FILE - Duke players celebrate after the NCAA Final Four college basketball tournament championship game against Wisconsin in Indianapolis, in this Monday, April 6, 2015, file photo. The NCAA announced Monday, Nov. 16, 2020, it plans to hold the entire 2021 men’s college basketball tournament in one geographic location to mitigate the risks of COVID-19 and is in talks with Indianapolis to be the host city (AP Photo/David J. Phillip, File)

NCAA To Host March Madness In One City

May Madness.

You read that right.

Nothing has been normal in 2020. And that will continue into 2021.

HOOSIER DOME

The NCAA announced on Monday they will look to host the 2021 NCAA men’s basketball tournament in one geographic location this year, rather than the 13 first and second-round sites they had originally planned to host 68 Division I teams from across the country.
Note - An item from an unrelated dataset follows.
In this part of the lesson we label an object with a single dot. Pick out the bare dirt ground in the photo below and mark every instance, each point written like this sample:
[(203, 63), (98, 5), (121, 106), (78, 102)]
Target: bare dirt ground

Indianapolis has long been the planned site for the 2021 Final Four but a 68-team bubble-esque atmosphere would likely mean more game sites than solely Lucas Oil Stadium, home of the Indianapolis Colts.

Alternative hosts could include Bankers Life Fieldhouse (Pacers), college campuses such as Notre Dame, Purdue, Indiana, Butler, Indiana State and others in the surrounding area.

If You Ain’t Talking Money, NCAA Don’t Wanna Talk

It’s no surprise the NCAA has already begun to make their preparations in an effort to have the tournament run in 2021.

March Madness has become a nearly $1 billion dollar annual event for the NCAA and it can account for approximately 85% of the organization’s revenue in a given year.

ESPN’s Jay Bilas, who doesn’t shy away from being critical of the NCAA, agrees with how the NCAA is planning to move forward.

Full-Court Miracle

This year’s tournament is tentatively scheduled to begin on March 16. But with disruptions to the regular season slate likely, the way the year unfolds will be a determinant for when the NCAA can let the madness begin. Because of this, the tournament could commence as late as May.

Back in March, the NCAA saw the “Big Dance” be canceled after the coronavirus pandemic surged across the country. Having a tournament without the proper safety protocols in place was simply not feasible.

Fast forward nine months and the pandemic continues to swell across the United States. Except this time, the NCAA’s proactive planning process gives hope to once again having March miracles unfold.